PyPI version Python 3.8+ License: Apache 2.0 Code style: black

A Python package for actuarial risk modeling and simulation.

Features

  • Frequency-Severity Simulation: Monte Carlo modeling of aggregate losses using configurable frequency and severity distributions (Poisson, lognormal, gamma, Pareto, and more)
  • Synthetic Claim Generation: Produce policy and claim level datasets for testing, benchmarking, and stress-testing actuarial workflows when real data is limited or restricted
  • Distribution Fitting: Fit, compare, and diagnose candidate distributions against observed data with built-in goodness-of-fit testing
  • Claim Development: Project claims through time using loss development factors, with native support for accident-year and development-age structures
  • Risk Metrics: Compute mean, percentiles, VaR, TVaR, AEP, and OEP from simulated loss distributions
  • Chainladder Integration: Convert simulated claims into triangle format for reserving, IBNR estimation, and ultimate loss projection using the chainladder package
  • Reproducibility: Seed-controlled simulations and transparent validation tools designed to meet open-source and CAS review standards
  • Python-Native: Built on ActStats, NumPy, pandas, and SciPy for seamless integration with the modern data science and actuarial analytics stack

Installation

From PyPI (recommended)

pip install ActSim

From Source

git clone https://github.com/jzhng105/ActSim.git
cd ActSim
pip install -e .

Development Installation

git clone https://github.com/jzhng105/ActSim.git
cd ActSim
pip install -e .[dev]

Quick Start

from ActSim import load_config, DistributionFitter
from actstats import actuarial as act

# Load configuration
config = load_config()

sev_data = act.lognormal(0.5,0.2).rvs(size=10000)

#############################
###### Fit Severity #########
#############################
# User specifies distributions and metrics 
distribution_names = config.distributions['severity']
metrics = config.metrics

sev_fitter = actfitter(sev_data, distributions=distribution_names, metrics=metrics)
sev_fitter.fit()
sev_fitter.best_fits
sev_fitter.selected_fit

Documentation

Features in Detail

Configuration Management

# Initialize fitter with config file
config = load_config()

Fit Distributions

# ---------------------------------------------
# Import required modules
# ---------------------------------------------
from ActSim import load_config, DistributionFitter
from actstats import actuarial as act

# ---------------------------------------------
# 1. Generate Example Data
# ---------------------------------------------
# Severity data: Using lognormal distribution with mu=0.5 and sigma=0.2
sev_data = act.lognormal(0.5, 0.2).rvs(size=10000)

# Frequency data: Using Poisson distribution with λ=10
freq_data = act.poisson.rvs(10, 1000)

# ---------------------------------------------
# 2. Load Configuration
# ---------------------------------------------
# This loads distribution lists and metrics from the ActSim config file
config = load_config()

# ---------------------------------------------
# 3. Fit Severity Distributions
# ---------------------------------------------
# Get severity distributions and metrics from config
distribution_names = config.distributions['severity']
metrics = config.metrics

# Initialize severity fitter
sev_fitter = DistributionFitter(sev_data, distributions=distribution_names, metrics=metrics)

# Perform fitting
sev_fitter.fit()

# View best fits and selected distribution
print("Best fits:", sev_fitter.best_fits)
print("Selected fit:", sev_fitter.selected_fit)
print("Selected distribution object:", sev_fitter.get_selected_dist())
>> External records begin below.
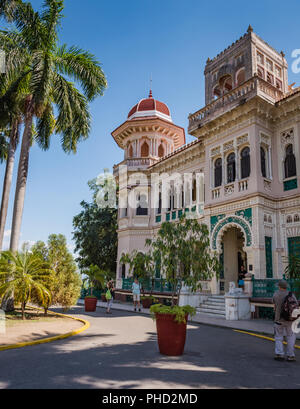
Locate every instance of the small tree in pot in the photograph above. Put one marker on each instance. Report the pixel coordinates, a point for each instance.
(142, 266)
(95, 276)
(186, 259)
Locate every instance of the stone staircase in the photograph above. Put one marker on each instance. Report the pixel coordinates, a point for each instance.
(214, 306)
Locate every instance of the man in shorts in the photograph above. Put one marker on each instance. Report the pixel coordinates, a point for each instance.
(136, 292)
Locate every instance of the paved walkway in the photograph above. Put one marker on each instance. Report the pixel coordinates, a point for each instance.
(256, 325)
(120, 351)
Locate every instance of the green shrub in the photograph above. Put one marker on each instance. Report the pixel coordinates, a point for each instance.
(179, 312)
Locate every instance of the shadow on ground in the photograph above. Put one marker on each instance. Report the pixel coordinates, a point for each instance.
(214, 358)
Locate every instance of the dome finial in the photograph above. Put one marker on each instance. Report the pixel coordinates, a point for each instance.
(150, 93)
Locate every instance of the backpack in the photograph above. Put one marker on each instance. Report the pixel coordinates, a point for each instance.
(288, 306)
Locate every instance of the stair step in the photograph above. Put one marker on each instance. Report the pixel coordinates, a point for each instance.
(213, 306)
(217, 299)
(214, 302)
(212, 315)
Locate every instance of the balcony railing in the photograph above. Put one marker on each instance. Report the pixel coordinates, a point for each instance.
(265, 288)
(136, 163)
(254, 86)
(175, 214)
(158, 285)
(243, 185)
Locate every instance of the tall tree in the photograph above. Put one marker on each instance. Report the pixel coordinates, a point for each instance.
(65, 282)
(11, 109)
(95, 235)
(49, 88)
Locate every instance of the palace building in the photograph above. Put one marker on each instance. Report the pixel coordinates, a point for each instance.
(247, 145)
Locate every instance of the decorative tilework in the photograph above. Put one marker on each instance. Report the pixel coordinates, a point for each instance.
(214, 220)
(228, 220)
(290, 184)
(245, 214)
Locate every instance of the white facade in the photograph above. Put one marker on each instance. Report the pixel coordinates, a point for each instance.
(248, 147)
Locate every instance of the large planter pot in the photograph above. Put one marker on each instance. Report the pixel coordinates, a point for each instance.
(146, 302)
(90, 304)
(171, 335)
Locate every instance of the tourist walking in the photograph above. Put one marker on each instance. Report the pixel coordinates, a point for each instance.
(136, 293)
(242, 274)
(282, 326)
(110, 295)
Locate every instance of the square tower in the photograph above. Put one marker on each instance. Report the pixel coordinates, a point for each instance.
(247, 57)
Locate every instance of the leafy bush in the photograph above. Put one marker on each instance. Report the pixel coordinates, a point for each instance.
(179, 312)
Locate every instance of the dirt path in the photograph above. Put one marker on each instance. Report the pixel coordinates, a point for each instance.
(36, 327)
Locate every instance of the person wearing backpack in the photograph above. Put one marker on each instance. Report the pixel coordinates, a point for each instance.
(284, 303)
(110, 295)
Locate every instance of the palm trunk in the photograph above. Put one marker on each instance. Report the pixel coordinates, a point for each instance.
(8, 177)
(23, 305)
(21, 184)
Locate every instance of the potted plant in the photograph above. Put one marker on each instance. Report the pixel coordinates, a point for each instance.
(171, 323)
(90, 303)
(186, 259)
(148, 300)
(94, 276)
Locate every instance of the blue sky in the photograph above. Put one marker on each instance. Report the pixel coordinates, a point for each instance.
(133, 39)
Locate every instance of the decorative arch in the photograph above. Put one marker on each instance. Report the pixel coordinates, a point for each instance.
(145, 149)
(130, 151)
(240, 77)
(227, 223)
(161, 150)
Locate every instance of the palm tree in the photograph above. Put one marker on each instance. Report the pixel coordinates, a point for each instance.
(49, 87)
(10, 111)
(23, 274)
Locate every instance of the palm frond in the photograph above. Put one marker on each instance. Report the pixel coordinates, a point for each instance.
(83, 67)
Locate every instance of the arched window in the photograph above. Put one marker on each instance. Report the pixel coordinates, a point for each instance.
(290, 162)
(241, 77)
(217, 92)
(194, 191)
(231, 168)
(261, 72)
(218, 172)
(130, 151)
(159, 203)
(142, 207)
(161, 151)
(145, 150)
(227, 84)
(245, 163)
(263, 162)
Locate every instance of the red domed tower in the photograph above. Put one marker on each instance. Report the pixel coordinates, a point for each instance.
(148, 134)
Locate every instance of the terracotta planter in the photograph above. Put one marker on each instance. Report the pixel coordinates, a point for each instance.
(171, 336)
(90, 304)
(147, 302)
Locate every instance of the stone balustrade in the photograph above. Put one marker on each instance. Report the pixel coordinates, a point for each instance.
(254, 86)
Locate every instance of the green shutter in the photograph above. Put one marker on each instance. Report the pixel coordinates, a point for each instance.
(294, 246)
(290, 185)
(269, 258)
(222, 263)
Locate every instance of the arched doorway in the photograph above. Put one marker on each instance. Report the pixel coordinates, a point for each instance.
(232, 257)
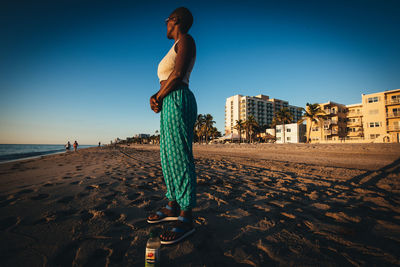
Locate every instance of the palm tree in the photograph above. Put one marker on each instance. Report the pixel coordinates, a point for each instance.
(214, 133)
(284, 116)
(208, 123)
(239, 126)
(273, 125)
(312, 113)
(198, 126)
(249, 125)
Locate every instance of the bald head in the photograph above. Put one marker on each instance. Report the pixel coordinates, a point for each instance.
(184, 18)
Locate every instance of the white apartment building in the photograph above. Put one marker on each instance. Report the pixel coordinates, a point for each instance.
(263, 108)
(294, 133)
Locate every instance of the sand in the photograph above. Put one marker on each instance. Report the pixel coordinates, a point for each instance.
(258, 205)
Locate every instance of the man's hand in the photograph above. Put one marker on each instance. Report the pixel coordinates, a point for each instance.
(154, 104)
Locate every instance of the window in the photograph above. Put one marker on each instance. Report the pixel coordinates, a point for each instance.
(375, 124)
(373, 136)
(372, 99)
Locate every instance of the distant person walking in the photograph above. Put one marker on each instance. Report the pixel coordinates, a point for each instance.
(178, 108)
(68, 146)
(75, 146)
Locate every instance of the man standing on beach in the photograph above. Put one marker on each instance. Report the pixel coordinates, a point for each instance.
(75, 146)
(178, 115)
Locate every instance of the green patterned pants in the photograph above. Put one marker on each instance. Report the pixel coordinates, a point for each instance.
(178, 116)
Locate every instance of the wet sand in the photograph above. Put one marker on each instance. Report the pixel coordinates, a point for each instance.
(258, 205)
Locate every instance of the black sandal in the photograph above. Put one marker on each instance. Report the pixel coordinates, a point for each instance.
(162, 217)
(181, 229)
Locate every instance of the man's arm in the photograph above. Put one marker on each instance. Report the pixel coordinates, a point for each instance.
(184, 55)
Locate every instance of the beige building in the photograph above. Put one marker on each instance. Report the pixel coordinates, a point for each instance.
(376, 119)
(392, 102)
(382, 116)
(333, 127)
(355, 129)
(262, 107)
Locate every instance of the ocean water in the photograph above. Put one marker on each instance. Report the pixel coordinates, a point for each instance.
(18, 152)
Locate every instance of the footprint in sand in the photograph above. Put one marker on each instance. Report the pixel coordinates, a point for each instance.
(86, 215)
(40, 196)
(112, 215)
(92, 187)
(82, 194)
(66, 199)
(133, 196)
(9, 222)
(24, 191)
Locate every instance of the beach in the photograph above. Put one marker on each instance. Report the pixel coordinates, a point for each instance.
(257, 205)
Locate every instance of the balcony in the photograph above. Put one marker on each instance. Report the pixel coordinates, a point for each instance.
(394, 128)
(329, 122)
(330, 111)
(392, 101)
(354, 123)
(393, 114)
(354, 114)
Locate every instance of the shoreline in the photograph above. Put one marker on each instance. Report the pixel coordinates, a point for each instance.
(39, 156)
(254, 208)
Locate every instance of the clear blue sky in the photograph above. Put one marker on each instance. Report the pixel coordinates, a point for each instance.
(84, 70)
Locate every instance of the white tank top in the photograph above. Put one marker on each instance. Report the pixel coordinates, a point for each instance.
(167, 65)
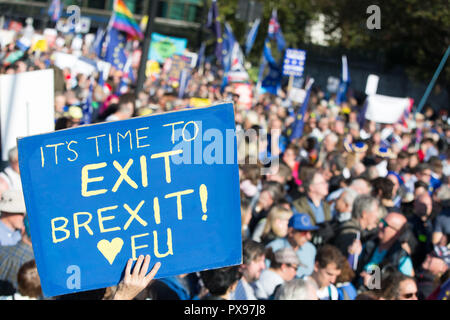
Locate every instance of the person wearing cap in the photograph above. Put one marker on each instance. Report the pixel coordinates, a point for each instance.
(283, 267)
(436, 263)
(253, 257)
(327, 267)
(298, 238)
(12, 208)
(12, 257)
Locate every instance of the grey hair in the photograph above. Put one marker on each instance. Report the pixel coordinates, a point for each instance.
(363, 203)
(349, 196)
(297, 289)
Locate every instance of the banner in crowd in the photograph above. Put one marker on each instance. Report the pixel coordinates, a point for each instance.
(244, 90)
(163, 47)
(166, 185)
(385, 109)
(294, 62)
(74, 63)
(26, 106)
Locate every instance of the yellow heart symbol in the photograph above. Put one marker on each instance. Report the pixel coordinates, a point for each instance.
(110, 249)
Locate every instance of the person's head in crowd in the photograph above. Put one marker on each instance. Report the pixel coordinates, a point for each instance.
(12, 209)
(298, 289)
(353, 128)
(29, 283)
(316, 186)
(391, 228)
(281, 174)
(437, 261)
(396, 180)
(221, 282)
(71, 98)
(403, 159)
(290, 155)
(436, 166)
(285, 263)
(423, 206)
(366, 211)
(345, 201)
(127, 103)
(347, 273)
(253, 260)
(423, 173)
(413, 160)
(360, 185)
(339, 126)
(271, 193)
(420, 188)
(277, 222)
(323, 124)
(300, 229)
(398, 286)
(327, 266)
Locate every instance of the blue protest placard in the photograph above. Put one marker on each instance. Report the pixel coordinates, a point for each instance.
(166, 185)
(294, 62)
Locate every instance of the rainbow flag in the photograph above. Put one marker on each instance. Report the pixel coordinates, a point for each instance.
(123, 21)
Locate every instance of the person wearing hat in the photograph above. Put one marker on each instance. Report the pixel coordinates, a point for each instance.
(327, 267)
(12, 208)
(283, 268)
(298, 239)
(436, 264)
(12, 257)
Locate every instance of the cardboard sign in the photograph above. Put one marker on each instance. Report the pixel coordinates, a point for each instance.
(26, 106)
(385, 109)
(163, 47)
(166, 185)
(294, 62)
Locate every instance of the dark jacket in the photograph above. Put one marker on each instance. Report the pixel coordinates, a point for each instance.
(391, 260)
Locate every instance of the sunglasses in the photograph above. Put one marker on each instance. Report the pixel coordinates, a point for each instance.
(409, 295)
(385, 224)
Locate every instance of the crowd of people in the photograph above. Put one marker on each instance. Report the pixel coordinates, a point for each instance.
(350, 210)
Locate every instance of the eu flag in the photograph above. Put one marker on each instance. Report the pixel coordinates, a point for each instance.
(214, 24)
(115, 49)
(299, 123)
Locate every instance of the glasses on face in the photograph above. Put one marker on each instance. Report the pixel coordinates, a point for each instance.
(409, 295)
(385, 224)
(293, 266)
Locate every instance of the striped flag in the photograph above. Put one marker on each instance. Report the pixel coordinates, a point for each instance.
(123, 20)
(55, 9)
(299, 123)
(251, 37)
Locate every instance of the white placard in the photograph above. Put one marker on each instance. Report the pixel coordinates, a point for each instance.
(26, 106)
(385, 109)
(372, 84)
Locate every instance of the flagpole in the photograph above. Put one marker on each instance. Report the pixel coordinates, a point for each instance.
(433, 80)
(151, 13)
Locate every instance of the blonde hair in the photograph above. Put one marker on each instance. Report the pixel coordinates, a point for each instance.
(277, 212)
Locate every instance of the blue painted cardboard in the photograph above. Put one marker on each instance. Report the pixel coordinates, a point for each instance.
(98, 195)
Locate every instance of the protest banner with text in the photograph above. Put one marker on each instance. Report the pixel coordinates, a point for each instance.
(166, 185)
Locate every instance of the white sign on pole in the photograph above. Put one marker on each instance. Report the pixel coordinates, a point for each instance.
(385, 109)
(372, 84)
(294, 62)
(26, 106)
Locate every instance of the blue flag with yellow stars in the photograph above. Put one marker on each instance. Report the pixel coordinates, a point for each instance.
(115, 50)
(299, 123)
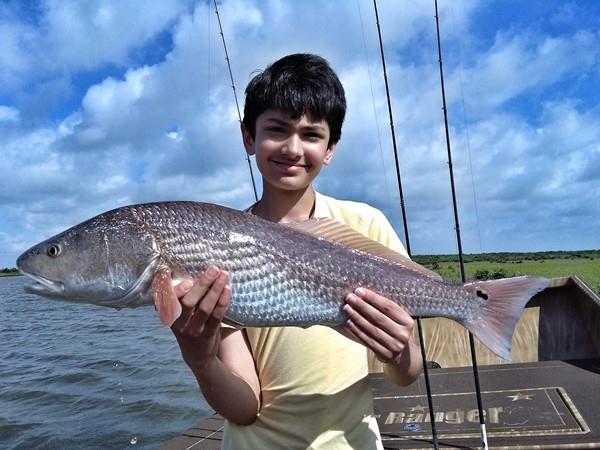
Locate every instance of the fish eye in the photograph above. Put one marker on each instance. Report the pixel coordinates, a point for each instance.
(53, 250)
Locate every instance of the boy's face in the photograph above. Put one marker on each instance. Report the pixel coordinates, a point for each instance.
(289, 153)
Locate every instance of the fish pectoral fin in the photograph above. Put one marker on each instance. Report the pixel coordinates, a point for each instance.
(166, 303)
(335, 231)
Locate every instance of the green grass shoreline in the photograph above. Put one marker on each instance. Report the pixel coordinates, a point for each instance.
(551, 264)
(583, 263)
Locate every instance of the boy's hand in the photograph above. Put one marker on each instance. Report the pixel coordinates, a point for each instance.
(379, 323)
(203, 302)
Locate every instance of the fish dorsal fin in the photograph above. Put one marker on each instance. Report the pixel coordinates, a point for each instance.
(338, 232)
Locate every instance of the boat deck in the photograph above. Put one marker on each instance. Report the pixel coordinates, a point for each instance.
(540, 405)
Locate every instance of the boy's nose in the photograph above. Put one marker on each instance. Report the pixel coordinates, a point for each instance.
(292, 146)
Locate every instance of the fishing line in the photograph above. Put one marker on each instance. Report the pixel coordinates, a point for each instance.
(419, 326)
(457, 228)
(375, 115)
(467, 134)
(234, 94)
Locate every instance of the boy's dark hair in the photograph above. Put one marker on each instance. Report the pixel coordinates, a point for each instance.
(297, 84)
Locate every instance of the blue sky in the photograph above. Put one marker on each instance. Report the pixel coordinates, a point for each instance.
(106, 103)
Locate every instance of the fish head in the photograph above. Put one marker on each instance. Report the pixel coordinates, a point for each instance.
(108, 260)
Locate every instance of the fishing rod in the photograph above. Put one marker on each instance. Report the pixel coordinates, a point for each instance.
(234, 95)
(406, 235)
(457, 228)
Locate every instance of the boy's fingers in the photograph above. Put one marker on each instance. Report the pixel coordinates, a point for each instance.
(382, 353)
(183, 287)
(200, 287)
(386, 344)
(213, 323)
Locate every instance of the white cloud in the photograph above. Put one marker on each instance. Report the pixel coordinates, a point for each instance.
(9, 114)
(167, 128)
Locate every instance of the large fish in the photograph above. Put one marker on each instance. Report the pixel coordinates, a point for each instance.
(281, 275)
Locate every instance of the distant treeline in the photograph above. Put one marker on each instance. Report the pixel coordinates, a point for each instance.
(507, 257)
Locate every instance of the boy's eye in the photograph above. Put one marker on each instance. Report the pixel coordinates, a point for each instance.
(274, 129)
(314, 136)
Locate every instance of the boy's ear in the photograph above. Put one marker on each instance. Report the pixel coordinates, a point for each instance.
(329, 154)
(248, 140)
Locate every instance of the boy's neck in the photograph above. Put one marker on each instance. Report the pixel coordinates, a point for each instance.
(283, 206)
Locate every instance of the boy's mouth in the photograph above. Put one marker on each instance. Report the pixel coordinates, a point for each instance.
(288, 164)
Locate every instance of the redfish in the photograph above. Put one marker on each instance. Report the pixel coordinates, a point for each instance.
(281, 275)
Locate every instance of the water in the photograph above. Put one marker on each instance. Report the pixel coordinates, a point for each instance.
(81, 376)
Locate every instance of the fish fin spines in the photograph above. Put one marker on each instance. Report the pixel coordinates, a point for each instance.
(505, 300)
(340, 233)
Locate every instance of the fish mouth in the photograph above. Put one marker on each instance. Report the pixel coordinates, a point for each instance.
(43, 286)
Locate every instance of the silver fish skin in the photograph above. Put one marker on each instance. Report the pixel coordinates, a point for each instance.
(280, 276)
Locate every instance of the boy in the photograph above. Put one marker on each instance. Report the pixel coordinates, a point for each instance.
(288, 388)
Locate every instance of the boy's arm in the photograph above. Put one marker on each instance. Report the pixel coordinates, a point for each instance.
(384, 327)
(220, 358)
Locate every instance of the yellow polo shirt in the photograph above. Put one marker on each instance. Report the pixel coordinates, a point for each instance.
(314, 387)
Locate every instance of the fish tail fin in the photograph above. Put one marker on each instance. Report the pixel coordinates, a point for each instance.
(505, 300)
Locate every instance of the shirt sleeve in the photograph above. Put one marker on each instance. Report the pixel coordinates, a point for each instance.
(381, 230)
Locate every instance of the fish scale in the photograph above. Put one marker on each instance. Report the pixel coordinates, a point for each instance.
(295, 275)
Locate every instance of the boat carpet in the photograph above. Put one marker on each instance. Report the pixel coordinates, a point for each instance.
(541, 405)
# Manually selecting a distribution (example: 'uniform')
sev_fitter.select_distribution('uniform')
selected_fit = sev_fitter.selected_fit

# Print details of the selected fit
print("Selected fitting distribution:", selected_fit['name'])
print("Parameters:", selected_fit['params'])
print("AIC:", selected_fit['aic'])
print("BIC:", selected_fit['bic'])

# Calculate statistics for severity
sev_fitter.calculate_statistics()

# Plot predictions
sev_fitter.plot_predictions()

# Print summary report
sev_fitter.summary()

# ---------------------------------------------
# 4. Generate Samples from Severity Fit
# ---------------------------------------------
samples = sev_fitter.sample(size=10)
print("Generated samples:", samples)

# Generate mixed samples (e.g., weighted combinations)
samples = sev_fitter.sample_mixed(0.1, 0.1, size=10)
print("Generated samples:", samples)

# ---------------------------------------------
# 5. Fit Frequency Distributions
# ---------------------------------------------
distribution_names = config.distributions['frequency']
metrics = config.metrics

# Initialize frequency fitter
freq_fitter = DistributionFitter(freq_data, distributions=distribution_names, metrics=metrics)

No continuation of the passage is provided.